I don't know what you should do. I'm just upset.

You do not mention a history of mental instability or suicidal tendencies, and yet all of a sudden you're in the hospital? Is there more that I do not understand? Maybe you have been depressed for a long time?

I'm upset that a man can be arrested for breaking a plate in his own sink. I'm also upset that my purely human response may be seen as politically naive. What are we to do with our hard-won ambivalence? Can we not contain both a deeply informed concern about domestic violence and also a sense of the absurdities to which the law might descend in reflecting that concern?

It's not like women don't need legal protection from violence; it isn't like women aren't controlled and manipulated and abused by men in positions of power all the time. And it's not like relationships are completely private. But this did seem like a private dispute in which one party resorted to threats of suicide and the breaking of plates.

But maybe, just maybe, she saved your life. Were you really going to hang yourself?

It's sad.
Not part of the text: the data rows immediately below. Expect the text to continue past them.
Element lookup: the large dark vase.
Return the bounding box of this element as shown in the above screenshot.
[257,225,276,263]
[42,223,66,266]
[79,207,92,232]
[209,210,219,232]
I wish you two could patch it up.

Reading your letter, I become weary of our world and its lack of grace and kindness and common sense. I become weary of the absurd ends to which well-meant political progress sometimes leads us. I become weary and sad to think of two people who have a pretty decent relationship but screw it up because of the nagging thought that there must be somebody better out there, that there must be a way to make this thing perfect.

Relationships don't get perfect ever. Perfect is not a good ideal for a relationship.

It just makes me sad. It makes me sad that you tried to kill yourself.

You are lucky to have these women in your life, and your girlfriend is lucky to have you. It's not like there are a million really great men out there; it's not like she can just go and pick one and be off to her perfect life.

Frankly, it strikes me as kind of a sin and a damned shame to throw something like this away.

Now maybe there are things I don't know. I'm just hearing your side. You're a guy. I'm a guy.

And maybe there's nothing you can do. Maybe she's walking. When a woman walks sometimes that's it, nothing you can do.

But it sounds like she really loves you and neither one of you has good relationship problem-solving skills, and there's no reason to believe she's going to find someone better.

So she has some doubts? So she thinks she's going to find someone about whom she'll have no doubts? She may find someone about whom she has no doubts for the first five minutes. But doubt arises when we see someone's faults, and everyone has faults, so every partner will occasionally have doubts.

I wish there was something I could do. This sounds like an unfortunate breakup.

This is a weird column, isn't it? Well, I'm in a weird mood. I'm kinda just generally fed up. You ever get that way? It's nothing in particular, maybe, just a general being-fed-up state. Or maybe it is something particular and just hasn't come to the surface yet.

I'd like to be more analytical but this just hits me on a gut level. It makes me sad and upset, and I wish there was something I could do. Maybe there is much more pain and anguish in the relationship than appears in your letter. Maybe your behavior was a complete deal-breaker.

If you lived nearby I'd come and talk to you. Seriously, I would.

But all I can say is, I wish there was something I could do. This sounds like an unfortunate breakup, and I hope you two can find a solution.